The other part of the sulfur equation is “most organic matter will break down and transition into sulfate and become available to the crop,” says Poston. “As most know, the South doesn’t have as much organic matter in the soils as they do farther north. We’re much more reliant on actually applying sulfur as part of a fertility program.”
As for the types of sulfur available, Johnson says ammonium sulfate has been the predominate product of use in dry fertilizers. “In liquids, ammonium thiosulfate is added to UAN solutions and is a very good source of sulfur.”
The “easiest” form is elemental sulfur, says Poston. “It’s pretty cheap and can be applied in the fall along with mixed fertilizers. But it needs time to break down and become available in sulfate form that the plants can use.
“If you get closer to planting the crop, elemental sulfur won’t necessarily help you because it will not be readily available to the crop. So, in those situations you need to go with a different form. Ammonium sulfate is a nice way to provide the crop with sulfur and nitrogen. It can be debated if the yield value is coming from the nitrogen or sulfur.
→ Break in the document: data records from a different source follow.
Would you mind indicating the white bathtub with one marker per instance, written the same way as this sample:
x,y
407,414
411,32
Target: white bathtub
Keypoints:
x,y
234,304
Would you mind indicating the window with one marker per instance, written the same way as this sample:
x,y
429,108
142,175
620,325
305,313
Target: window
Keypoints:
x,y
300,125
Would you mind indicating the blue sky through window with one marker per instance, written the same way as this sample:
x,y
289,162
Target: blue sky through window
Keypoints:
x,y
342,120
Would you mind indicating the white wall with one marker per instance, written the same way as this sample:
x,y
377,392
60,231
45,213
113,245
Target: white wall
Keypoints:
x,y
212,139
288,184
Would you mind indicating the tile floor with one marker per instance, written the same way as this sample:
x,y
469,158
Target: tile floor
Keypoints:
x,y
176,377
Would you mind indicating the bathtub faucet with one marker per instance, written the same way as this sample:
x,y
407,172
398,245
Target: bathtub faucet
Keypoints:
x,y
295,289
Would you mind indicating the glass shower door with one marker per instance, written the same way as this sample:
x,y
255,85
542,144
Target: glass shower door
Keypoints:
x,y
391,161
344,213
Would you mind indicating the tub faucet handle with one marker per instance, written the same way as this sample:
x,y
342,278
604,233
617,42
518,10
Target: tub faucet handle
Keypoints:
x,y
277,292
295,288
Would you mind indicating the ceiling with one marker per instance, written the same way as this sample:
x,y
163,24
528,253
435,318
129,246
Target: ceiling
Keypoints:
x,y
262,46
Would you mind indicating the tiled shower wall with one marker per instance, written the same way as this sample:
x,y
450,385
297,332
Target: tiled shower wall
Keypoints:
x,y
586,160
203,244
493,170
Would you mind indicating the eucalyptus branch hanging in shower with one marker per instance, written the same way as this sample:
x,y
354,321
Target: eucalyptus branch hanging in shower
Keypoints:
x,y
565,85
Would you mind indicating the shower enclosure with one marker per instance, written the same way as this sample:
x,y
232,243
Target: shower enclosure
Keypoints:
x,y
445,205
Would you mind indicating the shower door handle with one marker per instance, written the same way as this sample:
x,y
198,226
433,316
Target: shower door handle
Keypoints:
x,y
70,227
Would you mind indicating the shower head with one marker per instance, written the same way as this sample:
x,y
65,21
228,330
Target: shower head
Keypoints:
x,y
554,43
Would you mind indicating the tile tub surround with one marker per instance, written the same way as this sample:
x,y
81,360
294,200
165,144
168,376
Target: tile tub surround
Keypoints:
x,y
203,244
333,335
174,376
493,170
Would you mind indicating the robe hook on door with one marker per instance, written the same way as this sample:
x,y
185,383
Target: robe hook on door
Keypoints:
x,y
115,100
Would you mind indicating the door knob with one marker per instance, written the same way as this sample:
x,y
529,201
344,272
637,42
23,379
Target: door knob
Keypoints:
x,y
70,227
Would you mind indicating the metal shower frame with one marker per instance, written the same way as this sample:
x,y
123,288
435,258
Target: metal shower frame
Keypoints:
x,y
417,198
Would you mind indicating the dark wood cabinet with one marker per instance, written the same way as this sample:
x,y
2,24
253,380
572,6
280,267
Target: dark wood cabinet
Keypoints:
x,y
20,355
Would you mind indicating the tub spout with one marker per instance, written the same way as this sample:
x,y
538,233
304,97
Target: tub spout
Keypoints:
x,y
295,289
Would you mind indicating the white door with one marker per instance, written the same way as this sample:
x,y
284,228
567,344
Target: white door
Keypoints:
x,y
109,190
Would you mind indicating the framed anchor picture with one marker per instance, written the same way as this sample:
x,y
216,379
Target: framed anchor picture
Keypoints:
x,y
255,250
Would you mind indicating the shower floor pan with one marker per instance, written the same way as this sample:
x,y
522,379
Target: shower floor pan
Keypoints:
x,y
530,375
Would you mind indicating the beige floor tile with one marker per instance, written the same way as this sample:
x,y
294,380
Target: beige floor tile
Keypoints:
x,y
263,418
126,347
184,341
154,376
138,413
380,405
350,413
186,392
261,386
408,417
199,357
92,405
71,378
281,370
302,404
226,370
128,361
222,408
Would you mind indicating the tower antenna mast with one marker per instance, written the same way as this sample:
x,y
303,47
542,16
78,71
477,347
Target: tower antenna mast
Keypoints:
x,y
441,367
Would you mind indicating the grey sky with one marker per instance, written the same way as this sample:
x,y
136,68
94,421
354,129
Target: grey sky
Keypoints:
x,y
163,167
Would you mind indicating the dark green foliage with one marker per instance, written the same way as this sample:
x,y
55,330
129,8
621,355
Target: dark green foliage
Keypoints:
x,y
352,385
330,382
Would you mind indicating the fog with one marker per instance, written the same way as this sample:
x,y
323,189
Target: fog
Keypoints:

I suspect both especially in the case of early planted beans on sandy soils. I use a fair amount of ammonium sulfate on low-organic matter soils, sandier soils. Sometimes, I use it pre-plant on early-planted soybeans.
“Of course, fertilizer dealers are often bound by the products they have on hand or can ship in. For example, gypsum (calcium sulfate) is used extensively in peanut growing regions of the southeast but is not as common in the Mid-South.”
And, be warned, chicken litter may not be providing the sulfur many believe it is. “In the past, we thought that fields receiving poultry litter would not need supplemental sulfur,” says Johnson. “However, even with chicken litter, soil tests have shown sulfur levels still below 25 pounds per acre.
“Sulfur is contained in some of the amino acids that build plant protein within the plant. Some of the enzyme systems need sulfur to drive those reactions. Crops that require high amounts of nitrogen need the nitrogen/sulfur ratio to be no greater than 15:1. For example, nitrogen rate on corn at 250 pounds per acre of nitrogen would need 16 pounds of sulfate sulfur. If sulfur is limiting, your nitrogen use efficiently will decline due to the nitrogen/sulfur imbalance.”
Sulfur began to be applied to wheat in the Arkansas River Valley in the mid-1990s due to sulfur deficiency on the sandy loams where leaching was rapid. By the late 1990s, says Johnson, “sulfur deficiencies were being seen on the Prairie soils in Lonoke County and this deficiency moved across more of the well-drained silt loams.
“In rice growing areas where soil pH increased due to irrigation water containing calcium bicarbonate, ammonium sulfate was applied to supplement nitrogen and help the rice recover from zinc deficiencies.
“Phosphate fertilizers used to contain 12 to 15 pounds of sulfate sulfur. Super phosphate 0-26-0 was good source of P and S, but when we switched to using triple super phosphate (0-46-0), the sulfur levels were nonexistent. That also contributed to the loss of sulfur from the soil system.”